Cell Operations
As detailed in Synapse Architecture, the Cell
implements a number of core management functionalities,
and is therefore used as the base class for Synapse applications. It is also recommended to implement Cell
for
custom Storm Services and other Synapse related components.
Configuring a Cell
A Cell has a set of base configuration data that will also be inherited by any implementations:
dirn
: The storage directory for the Cell which is a required argument for Cell startup.telepath
: Optional override for the Telepath URL to listen on.https
: Optional override for the port to bind for the HTTPS/REST API.name
: Optional additional name to share the cell as.
The Cell class also specifies configuration variables in confdefs
:
auth:passwd
: Optional bootstrapping for the root user password.nexslog:en
: Optional enablement of Nexus logging (most custom Cell implementations will not set this).

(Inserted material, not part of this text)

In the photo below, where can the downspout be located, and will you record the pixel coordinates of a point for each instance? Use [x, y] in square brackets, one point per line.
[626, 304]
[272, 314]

Cell implementations can extend the configuration variables available by specifying them in
confdefs
in the Cell subclass. The variable names can be namespaced using colons, for example mysvc:apikey
.
Depending on deployment requirements, a combination of methods can be used for loading the configurations into the Cell.
Note
The Cell directory (refered to as dirn
) should be considered a persistent directory for a given Synapse
cell. Inside of this directory there are several files stored which are necessary in order for a given instance
of a cell deployment to work properly.
Docker images made by Vertex to support Synapse cells will have default volumes for /vertex/storage
.
We use this as the default cell directory for default entry points in documentation. This location can either
have a persistent docker volume present for it created, or a external location on disk can be mapped into this
location. Any orchestration tooling should consider the requirements for cell directory data to be persistent,
unless stated otherwise.
Config File
A Cell has one optional configuration file, cell.yaml
, that may be located in the root Cell directory.
The format of this file is YAML, and variable names are specified without alteration, for example:
---
auth:passwd: secret
mysvc:apikey: 720a50f9-cfa1-43a9-9eca-dda379ecd8c5
...
Environment Variables
Environment variable names are automatically generated for a Cell configuration options using the following naming
convention: SYN_<cell_subclass_name>_<variable_name>
. Variable names with colons are replaced with underscores,
and the raw environment variable value is deserialized as yaml, prior to performing type validation.
Command Line
Variables which can only be easily passed as command line arguments are available on the command line. Variable names with colons are replaced with a single dash.
Note
When used to launch a Cell as the entry point of a program, the configuration precedence order is:
Command line arguments
Environment variables
cell.yaml values
These may all be mixed and matched for a given deployment. If a backup of a Cell is made and the deployment uses configuration data from command line arguments and environment variables, those will need to be considered when moving/restoring the backup.
Starting a Cell
The examples provided below are intended for Cell implementations outside of the Synapse level components,
which have their own servers in the synapse.servers
module.
As Cell Server
The generic Cell server can also be used for starting the Cell by specifying the constructor as an argument:
python -m synapse.servers.cell path.to.MyCell /path/to/dirn
As Main Module
Cell implementations may define the following as the main application entrypoint (where MyCell is the Cell subclass):
if __name__ == '__main__':
asyncio.run(MyCell.execmain(sys.argv[1:]))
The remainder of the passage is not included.